CI = confidence intervals.
A subgroup analysis was conducted to examine whether a thin endometrium, RPL, and
RIF affected the patient outcomes. Compared with the control group, in the treatment
group, patients with a
thin endometrium, RPL, and RIF had RRs of 3.46 (95% CI: 1.58–7.59; two studies), 1.75
(95% CI: 0.61–5.05; one study), and 2.46 (95% CI: 1.93–3.12; four studies), respectively.
Similarly , a subgroup analysis was performed to explore whether the PRP dose affected the patient
outcomes. The results of the meta-analysis showed that
the RRs of the subgroups that were administered PRP at doses of ≤ 0.5 ml, ≥ 1 ml,
and 0.5–1 ml were 2.58 (95% CI: 2.01–3.32; P = 0.65; I2 = 0%; five studies), 2.18 (95% CI:
1.22–3.90; P = 0.009; one study), and 2.33 (95% CI: 0.98–5.54; P = 0.06; one study),
respectively, relative to the controls.

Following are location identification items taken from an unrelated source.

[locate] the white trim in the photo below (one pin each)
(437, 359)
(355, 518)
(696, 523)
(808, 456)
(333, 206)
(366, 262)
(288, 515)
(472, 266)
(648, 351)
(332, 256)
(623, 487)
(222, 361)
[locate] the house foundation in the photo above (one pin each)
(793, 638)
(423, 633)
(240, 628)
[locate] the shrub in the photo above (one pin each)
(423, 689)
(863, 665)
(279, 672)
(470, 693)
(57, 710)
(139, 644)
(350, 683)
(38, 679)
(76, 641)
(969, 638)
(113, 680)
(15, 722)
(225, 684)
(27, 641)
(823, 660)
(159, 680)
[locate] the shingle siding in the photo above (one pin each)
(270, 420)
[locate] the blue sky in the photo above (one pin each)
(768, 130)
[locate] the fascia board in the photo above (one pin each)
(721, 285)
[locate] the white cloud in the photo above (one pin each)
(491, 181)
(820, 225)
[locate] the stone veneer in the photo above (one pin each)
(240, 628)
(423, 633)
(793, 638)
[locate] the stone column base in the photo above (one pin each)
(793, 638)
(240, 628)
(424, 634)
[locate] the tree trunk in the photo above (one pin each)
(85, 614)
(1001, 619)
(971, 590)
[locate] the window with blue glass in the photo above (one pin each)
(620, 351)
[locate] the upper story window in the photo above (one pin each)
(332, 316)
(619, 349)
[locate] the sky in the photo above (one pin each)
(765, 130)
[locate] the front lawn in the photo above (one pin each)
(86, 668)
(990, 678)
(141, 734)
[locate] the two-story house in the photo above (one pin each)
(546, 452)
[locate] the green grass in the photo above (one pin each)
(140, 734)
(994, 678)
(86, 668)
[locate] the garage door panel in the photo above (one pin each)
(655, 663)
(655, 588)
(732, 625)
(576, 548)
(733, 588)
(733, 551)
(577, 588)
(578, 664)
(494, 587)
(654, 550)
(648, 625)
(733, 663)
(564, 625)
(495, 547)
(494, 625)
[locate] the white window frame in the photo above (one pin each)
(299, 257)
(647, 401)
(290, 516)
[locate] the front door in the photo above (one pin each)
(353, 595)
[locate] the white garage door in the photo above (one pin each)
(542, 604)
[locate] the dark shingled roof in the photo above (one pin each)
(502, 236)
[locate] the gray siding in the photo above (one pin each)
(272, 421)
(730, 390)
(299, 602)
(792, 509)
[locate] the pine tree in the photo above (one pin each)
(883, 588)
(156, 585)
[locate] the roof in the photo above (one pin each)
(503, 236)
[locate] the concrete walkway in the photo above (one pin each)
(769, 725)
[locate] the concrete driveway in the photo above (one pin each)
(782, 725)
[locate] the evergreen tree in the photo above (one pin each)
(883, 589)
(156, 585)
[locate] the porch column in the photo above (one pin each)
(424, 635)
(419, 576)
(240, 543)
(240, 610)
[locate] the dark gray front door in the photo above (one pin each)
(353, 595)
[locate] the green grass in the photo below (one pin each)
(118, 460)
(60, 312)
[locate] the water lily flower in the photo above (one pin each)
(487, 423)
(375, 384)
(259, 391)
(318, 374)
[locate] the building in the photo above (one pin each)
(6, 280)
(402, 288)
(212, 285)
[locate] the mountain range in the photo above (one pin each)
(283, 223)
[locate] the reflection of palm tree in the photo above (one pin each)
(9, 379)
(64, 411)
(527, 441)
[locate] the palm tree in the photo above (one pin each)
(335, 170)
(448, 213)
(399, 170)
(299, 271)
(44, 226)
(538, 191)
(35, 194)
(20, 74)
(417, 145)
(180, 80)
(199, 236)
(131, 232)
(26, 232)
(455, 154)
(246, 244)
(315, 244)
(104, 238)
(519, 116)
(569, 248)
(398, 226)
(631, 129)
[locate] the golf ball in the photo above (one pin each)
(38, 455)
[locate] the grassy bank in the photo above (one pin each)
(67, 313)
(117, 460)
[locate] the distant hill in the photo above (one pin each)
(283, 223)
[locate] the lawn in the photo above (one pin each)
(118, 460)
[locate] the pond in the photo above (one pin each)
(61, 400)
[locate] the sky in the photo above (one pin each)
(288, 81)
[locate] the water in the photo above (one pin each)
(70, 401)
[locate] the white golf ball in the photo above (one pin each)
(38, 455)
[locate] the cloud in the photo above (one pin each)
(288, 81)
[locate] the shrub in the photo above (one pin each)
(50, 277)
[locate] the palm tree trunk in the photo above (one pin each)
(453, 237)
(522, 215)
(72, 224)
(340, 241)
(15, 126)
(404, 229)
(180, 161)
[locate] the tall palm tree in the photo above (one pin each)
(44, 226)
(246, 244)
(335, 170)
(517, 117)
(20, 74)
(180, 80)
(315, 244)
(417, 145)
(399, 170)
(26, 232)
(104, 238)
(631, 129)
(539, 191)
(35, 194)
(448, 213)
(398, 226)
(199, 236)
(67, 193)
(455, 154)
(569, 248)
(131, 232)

Finally, the stability of our meta-analysis
results was examined
using sensitivity analyses by sequentially excluding each study one by one; the results
indicated that our results were stable.
Chemical pregnancy rate
Of the seven studies, four [14 ]
[16 ]
[17 ]
[19 ] studies involving 671 patients reported on the patients’ chemical pregnancy rates.
The heterogeneity among
these studies was low (I2 = 0%; P = 0.89); therefore, the fixed-effects model was used. The results of our meta-analysis
indicated a statistically significant increase in
the chemical pregnancy rate in the PRP group as compared with the control group (RR:
1.96; 95% CI: 1.58–2.45; P < 0.00001; [Fig. 3 ]).
Fig. 3
Forest plot diagram showing the chemical pregnancy rate in women who received intrauterine
platelet-rich plasma versus controls regarding population type (recurrent
implantation failure (RIF), and thin endometrium). CI = confidence intervals.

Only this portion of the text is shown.